The impact of COVID-19 on cultural employment seems to have been overcome, according to data for the second quarter of 2022 published by the Active Population Survey (EPA). The results indicate that in the first half of the year cultural employment stood at 724,600 people. The data is close to the 726,600 employees in the second quarter of 2019, when culture set the record for employment generated. At the moment it is 0.3% away from equaling the historical figure.
The European Parliament demands a “European statute of the artist” that sets minimum working conditions for cultural workers
The result represents a year-on-year increase of 5.6% compared to 2021, and a rise of 9.1% to 2002. The graph that portrays the last three years of the sector reveals a constant recovery since it bottomed out, in the third quarter of 2020, when it fell to 647,400 jobs. Throughout the pandemic, culture has lost 79,200 workers. Never before has it happened so dramatically in such a short time. With the new data published, culture recovers 77,200 jobs from the worst moment of the series.
Women have emerged stronger from the health crisis in the cultural sector by adding 300,000 jobs in the second quarter of 2022. It is an unprecedented figure for them: an increase of 8.6% compared to 2021, 5.3% compared to 2020 and 5.4% in 2019. This historical data does not hide the inequality that culture employment still maintains: in the same quarter they added 424,700 people, 58.6% of the total.

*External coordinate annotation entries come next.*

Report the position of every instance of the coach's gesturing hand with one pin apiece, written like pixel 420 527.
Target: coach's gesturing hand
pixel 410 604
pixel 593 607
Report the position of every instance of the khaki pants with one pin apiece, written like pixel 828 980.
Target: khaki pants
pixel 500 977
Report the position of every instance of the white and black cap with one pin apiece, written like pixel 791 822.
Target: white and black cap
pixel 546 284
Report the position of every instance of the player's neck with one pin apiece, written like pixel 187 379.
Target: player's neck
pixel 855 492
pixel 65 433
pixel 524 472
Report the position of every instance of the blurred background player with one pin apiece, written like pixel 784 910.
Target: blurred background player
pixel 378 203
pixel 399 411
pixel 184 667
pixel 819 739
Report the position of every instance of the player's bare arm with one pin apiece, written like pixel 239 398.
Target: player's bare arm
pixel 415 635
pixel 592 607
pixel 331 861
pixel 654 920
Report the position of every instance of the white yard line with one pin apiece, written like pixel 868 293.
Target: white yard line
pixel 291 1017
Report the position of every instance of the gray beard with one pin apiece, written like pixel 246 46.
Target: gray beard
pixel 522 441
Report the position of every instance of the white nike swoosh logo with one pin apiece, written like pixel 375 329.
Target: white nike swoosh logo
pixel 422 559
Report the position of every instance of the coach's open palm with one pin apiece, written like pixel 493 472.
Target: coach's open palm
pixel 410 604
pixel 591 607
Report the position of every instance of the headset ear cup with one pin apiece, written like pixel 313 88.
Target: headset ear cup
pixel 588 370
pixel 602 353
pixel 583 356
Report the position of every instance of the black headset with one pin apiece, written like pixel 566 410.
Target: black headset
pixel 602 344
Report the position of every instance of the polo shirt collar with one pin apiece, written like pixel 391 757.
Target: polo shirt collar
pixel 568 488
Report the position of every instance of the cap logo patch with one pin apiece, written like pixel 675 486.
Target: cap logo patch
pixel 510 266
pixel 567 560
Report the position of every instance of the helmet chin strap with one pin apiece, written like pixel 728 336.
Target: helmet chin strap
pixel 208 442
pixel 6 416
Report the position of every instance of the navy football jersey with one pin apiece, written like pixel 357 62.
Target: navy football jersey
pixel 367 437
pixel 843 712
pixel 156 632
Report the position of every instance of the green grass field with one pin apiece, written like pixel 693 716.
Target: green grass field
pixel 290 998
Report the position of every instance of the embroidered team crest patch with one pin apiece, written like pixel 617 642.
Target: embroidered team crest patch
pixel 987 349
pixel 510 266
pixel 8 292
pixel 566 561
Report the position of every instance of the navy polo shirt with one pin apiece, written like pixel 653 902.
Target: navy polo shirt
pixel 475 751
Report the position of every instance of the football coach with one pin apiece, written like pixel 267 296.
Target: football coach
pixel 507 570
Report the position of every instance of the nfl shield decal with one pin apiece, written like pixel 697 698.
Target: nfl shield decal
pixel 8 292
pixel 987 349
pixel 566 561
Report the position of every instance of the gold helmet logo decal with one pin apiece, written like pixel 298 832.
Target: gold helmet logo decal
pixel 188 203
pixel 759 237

Another of the significant aspects revealed by the EPA of the cultural sector is the growth of younger employment. The greatest growth compared to 2019 is that experienced by the age group from 16 to 24 years old, with an increase of 42.1% compared to the figures for 2019, 44.7% compared to 2020 and 46.9% % of those in 2021. Although they barely represent 5.5% of cultural workers, the youngest find more work in the sector. The greatest job loss compared to 2021 is suffered by workers over 55 years of age. Curiously, the most adult section was the only one that created employment in the midst of the pandemic. The largest age group continues to be 35 to 44 years old, with 194,200 employees. Then, the one from 45 to 55 years old, with 187,500 workers.
Cultural employment is characterized by high academic training (higher education reaches 71.9%, and in the national group this is 45.5%), however it has traditionally been a precarious employment. In the new data, a decrease in temporary employment is discovered: we now know that 111,900 workers have a temporary contract compared to 126,300 in 2019. In addition, a number of permanent contracts of 365,100 employees is reached. It is even higher than in 2019, when 362,200 were signed, and well above the 350,800 in 2020. In other words, now almost eight out of ten salaried workers sign an indefinite contract.

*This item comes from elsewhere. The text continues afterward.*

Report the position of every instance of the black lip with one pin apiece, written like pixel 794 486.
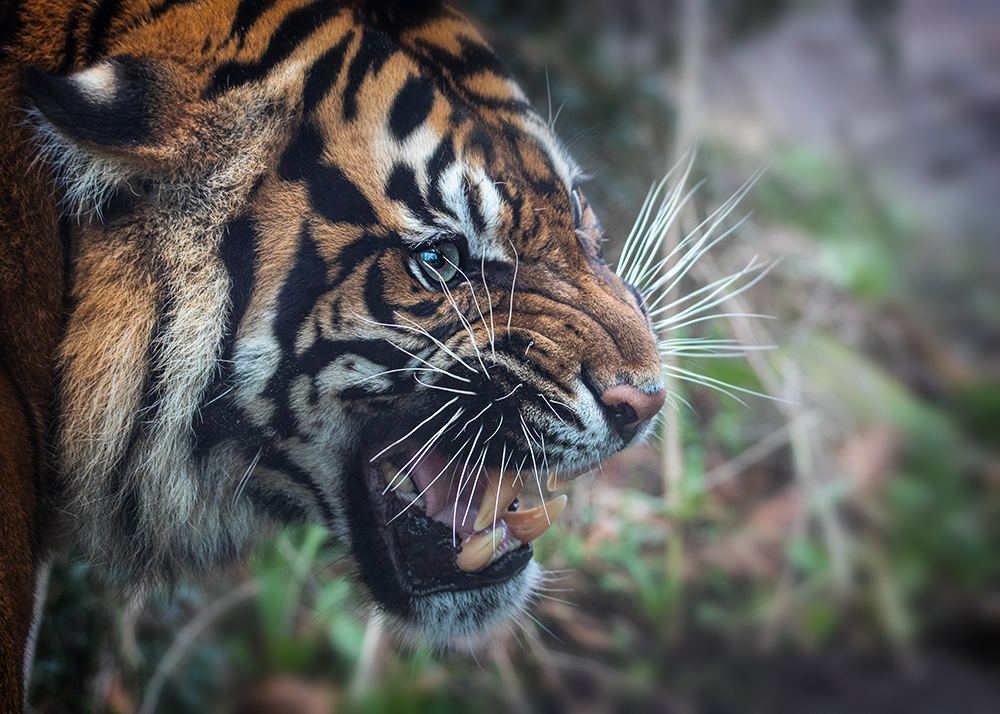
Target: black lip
pixel 413 556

During the health crisis, temporary contracts plummeted to almost 25%, while workers with permanent contracts were 3% who lost their jobs. In spite of everything, it is important not to forget that 67.6% of cultural employment is salaried. It is a figure that has grown, but it is much lower than that of the total for Spain, which stands at almost 85%. In fact, non-salaried employment in culture (32.4%) is double that in the rest of Spain (15.7%).

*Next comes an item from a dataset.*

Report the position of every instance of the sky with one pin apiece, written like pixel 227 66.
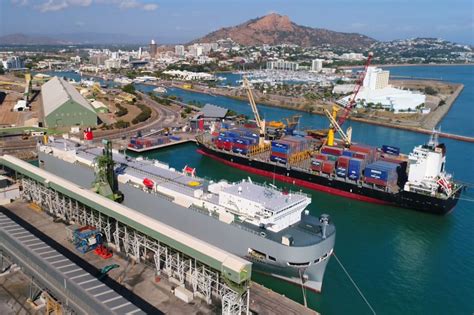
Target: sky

The Statute of the Artist is necessary precisely to guarantee the rights of this large number of cultural workers, doomed to the intermittence of occasional commissions. Despite the steps taken in the last year, fiscal policy continues without recognizing them as exceptional jobs or adapting to the intermittency of their income. They do not claim to declare less before the Treasury, but that the Treasury adapts to the lack of continuity in their income.